涙腺は眼表面に涙液を分泌し、湿潤、潤滑作用は発現することで眼表面上皮の恒常性を維持する。涙液中には水分だけでなく、涙液タンパク、電解質、サイトサインなどの液性因子を含んでいる。涙腺機能の障害による涙液量の低下は、涙液水分、液性因子の不足を引き起こし、ドライアイなどの眼表面上皮障害の原因となる。涙腺機能障害に対して、既存医療として涙液補充療法があるが、涙腺から分泌される液性因子などは含まれず、再生医療による涙液機能再生の実現が期待されている。

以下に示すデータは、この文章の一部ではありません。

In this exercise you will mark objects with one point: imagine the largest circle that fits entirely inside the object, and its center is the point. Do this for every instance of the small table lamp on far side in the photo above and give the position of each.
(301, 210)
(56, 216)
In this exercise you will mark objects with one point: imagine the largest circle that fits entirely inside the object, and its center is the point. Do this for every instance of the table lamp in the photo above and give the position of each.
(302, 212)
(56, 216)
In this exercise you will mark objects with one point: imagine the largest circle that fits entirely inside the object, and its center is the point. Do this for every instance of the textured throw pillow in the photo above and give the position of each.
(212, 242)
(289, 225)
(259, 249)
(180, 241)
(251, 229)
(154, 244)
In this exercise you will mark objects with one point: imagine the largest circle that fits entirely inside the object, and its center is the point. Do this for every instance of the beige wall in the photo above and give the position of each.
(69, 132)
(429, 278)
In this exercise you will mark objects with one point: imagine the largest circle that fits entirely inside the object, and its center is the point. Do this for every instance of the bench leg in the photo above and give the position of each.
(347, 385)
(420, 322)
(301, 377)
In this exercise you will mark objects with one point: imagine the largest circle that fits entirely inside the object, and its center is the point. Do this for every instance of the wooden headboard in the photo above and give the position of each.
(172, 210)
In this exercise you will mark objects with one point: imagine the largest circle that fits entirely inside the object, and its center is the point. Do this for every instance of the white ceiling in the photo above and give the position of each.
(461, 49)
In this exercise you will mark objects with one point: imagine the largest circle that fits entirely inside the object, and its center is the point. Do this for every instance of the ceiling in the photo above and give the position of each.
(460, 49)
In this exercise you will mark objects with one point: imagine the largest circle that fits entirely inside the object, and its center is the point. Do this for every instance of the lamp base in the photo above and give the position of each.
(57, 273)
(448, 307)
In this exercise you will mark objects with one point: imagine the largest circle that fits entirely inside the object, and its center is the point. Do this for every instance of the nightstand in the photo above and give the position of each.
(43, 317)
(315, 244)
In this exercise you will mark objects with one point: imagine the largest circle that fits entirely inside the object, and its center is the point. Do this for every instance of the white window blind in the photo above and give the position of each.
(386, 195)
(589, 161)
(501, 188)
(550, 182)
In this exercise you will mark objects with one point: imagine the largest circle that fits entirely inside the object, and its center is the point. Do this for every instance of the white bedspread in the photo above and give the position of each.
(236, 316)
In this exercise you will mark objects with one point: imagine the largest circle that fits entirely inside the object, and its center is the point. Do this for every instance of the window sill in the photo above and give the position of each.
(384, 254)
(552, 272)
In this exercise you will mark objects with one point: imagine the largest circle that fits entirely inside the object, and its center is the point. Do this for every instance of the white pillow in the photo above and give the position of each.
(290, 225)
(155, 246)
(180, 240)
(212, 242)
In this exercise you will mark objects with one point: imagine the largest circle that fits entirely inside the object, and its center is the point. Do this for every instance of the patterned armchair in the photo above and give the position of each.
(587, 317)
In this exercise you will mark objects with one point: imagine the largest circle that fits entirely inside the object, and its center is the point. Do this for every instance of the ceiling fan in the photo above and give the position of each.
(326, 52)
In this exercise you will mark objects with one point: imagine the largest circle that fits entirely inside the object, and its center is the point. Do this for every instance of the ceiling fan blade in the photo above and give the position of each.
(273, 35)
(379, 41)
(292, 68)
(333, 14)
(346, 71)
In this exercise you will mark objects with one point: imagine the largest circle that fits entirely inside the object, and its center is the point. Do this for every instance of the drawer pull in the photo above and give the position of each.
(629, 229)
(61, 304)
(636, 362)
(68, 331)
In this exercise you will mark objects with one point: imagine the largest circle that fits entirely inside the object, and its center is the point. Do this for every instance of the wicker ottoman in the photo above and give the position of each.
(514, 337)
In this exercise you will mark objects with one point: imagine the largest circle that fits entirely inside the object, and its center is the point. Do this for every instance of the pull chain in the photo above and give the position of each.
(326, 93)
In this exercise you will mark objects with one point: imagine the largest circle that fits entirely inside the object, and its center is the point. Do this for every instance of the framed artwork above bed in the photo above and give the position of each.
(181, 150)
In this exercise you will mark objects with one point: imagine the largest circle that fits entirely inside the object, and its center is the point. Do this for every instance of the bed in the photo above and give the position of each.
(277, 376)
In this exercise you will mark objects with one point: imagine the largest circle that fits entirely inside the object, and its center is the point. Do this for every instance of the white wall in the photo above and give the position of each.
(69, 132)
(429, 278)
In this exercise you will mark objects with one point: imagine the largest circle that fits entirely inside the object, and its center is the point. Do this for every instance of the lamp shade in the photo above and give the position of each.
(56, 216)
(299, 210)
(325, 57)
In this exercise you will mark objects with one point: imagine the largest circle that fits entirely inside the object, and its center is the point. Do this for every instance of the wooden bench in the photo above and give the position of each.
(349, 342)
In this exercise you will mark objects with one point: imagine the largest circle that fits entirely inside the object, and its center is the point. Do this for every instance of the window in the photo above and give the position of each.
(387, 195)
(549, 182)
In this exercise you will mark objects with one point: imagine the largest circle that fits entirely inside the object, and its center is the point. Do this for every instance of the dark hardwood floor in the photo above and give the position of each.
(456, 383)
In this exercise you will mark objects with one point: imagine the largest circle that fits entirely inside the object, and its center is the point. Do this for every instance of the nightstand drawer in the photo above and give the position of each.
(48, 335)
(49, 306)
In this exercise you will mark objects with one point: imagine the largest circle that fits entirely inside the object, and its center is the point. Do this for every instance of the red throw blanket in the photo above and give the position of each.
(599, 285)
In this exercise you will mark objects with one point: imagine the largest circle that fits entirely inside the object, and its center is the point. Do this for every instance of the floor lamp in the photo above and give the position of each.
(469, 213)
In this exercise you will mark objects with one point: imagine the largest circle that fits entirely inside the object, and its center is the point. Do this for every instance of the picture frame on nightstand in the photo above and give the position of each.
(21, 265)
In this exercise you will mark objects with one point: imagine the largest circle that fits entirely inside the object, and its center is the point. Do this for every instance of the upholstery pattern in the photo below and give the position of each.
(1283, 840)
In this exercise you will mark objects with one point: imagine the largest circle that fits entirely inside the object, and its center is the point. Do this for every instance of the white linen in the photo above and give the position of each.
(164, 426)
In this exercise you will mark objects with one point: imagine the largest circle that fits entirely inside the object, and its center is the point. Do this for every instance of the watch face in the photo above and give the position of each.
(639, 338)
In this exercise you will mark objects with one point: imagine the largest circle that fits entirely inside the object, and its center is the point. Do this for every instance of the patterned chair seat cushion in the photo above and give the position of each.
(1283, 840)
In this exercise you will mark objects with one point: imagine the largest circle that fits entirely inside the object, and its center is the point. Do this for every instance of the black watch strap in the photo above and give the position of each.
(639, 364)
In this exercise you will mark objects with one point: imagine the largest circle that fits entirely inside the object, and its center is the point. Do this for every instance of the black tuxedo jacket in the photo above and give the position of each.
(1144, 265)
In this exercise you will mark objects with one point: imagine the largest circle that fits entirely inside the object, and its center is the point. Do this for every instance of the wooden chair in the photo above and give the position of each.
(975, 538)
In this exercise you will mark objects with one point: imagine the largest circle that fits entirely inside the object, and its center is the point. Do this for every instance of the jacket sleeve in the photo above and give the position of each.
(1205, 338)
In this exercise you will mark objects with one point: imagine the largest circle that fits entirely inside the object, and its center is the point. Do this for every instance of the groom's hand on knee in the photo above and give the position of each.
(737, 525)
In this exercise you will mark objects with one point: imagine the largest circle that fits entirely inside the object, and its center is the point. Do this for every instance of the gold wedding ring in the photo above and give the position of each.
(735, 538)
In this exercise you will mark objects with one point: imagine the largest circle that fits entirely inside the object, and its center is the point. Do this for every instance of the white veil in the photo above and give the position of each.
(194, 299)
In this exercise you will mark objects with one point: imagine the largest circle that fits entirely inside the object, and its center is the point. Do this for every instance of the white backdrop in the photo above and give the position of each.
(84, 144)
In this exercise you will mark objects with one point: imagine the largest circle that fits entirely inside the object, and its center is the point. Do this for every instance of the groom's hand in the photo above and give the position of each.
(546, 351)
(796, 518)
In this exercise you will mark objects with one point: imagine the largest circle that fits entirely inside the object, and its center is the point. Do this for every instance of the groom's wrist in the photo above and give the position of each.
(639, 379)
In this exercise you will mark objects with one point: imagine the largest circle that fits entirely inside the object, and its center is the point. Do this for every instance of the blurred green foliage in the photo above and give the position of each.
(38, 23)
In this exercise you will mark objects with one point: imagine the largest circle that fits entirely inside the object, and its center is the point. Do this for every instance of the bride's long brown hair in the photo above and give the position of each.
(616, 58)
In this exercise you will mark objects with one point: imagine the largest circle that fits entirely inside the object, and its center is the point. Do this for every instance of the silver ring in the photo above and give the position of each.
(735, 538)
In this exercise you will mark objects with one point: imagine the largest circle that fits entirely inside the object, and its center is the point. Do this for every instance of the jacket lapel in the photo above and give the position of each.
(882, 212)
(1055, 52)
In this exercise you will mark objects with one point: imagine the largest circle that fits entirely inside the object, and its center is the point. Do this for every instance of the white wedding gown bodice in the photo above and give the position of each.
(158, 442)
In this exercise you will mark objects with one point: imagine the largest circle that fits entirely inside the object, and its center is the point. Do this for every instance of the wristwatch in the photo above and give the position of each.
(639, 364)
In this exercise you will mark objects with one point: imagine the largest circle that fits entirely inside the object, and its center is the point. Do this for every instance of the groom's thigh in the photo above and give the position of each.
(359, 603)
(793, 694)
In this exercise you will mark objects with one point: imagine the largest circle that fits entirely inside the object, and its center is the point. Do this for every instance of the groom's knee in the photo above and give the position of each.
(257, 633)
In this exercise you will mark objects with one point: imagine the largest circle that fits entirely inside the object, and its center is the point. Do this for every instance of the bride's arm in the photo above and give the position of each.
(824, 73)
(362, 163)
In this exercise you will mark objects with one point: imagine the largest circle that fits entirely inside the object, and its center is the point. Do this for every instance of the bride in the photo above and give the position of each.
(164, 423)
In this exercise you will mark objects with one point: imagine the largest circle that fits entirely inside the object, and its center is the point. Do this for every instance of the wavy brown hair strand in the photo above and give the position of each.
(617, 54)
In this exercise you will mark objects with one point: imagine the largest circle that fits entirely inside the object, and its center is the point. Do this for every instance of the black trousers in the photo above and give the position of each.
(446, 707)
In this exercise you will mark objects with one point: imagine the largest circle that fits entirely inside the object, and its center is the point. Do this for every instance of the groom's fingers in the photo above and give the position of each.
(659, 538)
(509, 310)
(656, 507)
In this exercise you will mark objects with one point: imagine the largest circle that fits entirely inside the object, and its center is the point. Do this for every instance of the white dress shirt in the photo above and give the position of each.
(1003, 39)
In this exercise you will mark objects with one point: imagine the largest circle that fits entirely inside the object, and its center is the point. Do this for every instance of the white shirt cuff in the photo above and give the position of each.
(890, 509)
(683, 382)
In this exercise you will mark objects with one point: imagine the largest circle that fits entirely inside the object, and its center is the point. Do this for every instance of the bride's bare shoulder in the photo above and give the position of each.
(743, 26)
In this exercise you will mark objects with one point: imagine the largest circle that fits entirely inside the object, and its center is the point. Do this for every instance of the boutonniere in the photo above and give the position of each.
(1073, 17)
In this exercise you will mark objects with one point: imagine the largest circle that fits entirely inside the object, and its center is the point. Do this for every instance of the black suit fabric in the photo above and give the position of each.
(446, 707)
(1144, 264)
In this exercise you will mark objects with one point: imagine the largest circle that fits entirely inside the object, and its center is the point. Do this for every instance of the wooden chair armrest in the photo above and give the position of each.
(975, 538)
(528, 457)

本研究では、再生涙腺の誘導手法の探索と同時に、涙液中のエクソソームに着目し、機能を解析してきた。昨年度までに、マウス涙液エクソソームの存在と機能について解析を行い、本年度は、新たな涙腺分化誘導の手法の開発に取り組んできた。涙腺は胎生期眼表面上皮が肥厚、陥入し、周囲間葉組織との相互シグナリング作用により発生する。涙腺を分化する細胞リソースとして、現状ではiPS細胞が考えられる一方で、より迅速な分化誘導手法として他系統細胞からのダイレクトリプログラミングの実現が期待されている。そこで、まず、角膜上皮細胞から角膜上皮オルガノイドを作製する技術開発を行い、角膜上皮オルガノイドにおける涙腺上皮特異的遺伝子発現を行ったところ、オルガノイド表面から突出する組織像が観察されたが、組織の突出はオルガノイド毎に一定せず、今後の培養条件の検討が期待される。一方で、羊膜組織由来間葉細胞に同様に2次元培養において遺伝子発現を誘導したところ、qPCR検査において涙腺マーカーであるアクアポリン５やラクトフェリンの発現がコントロールと比較して増加していた。今後、より効率的に発現を増加させる遺伝子の組み合わせの探索を進めていくことが必要であると考えられた。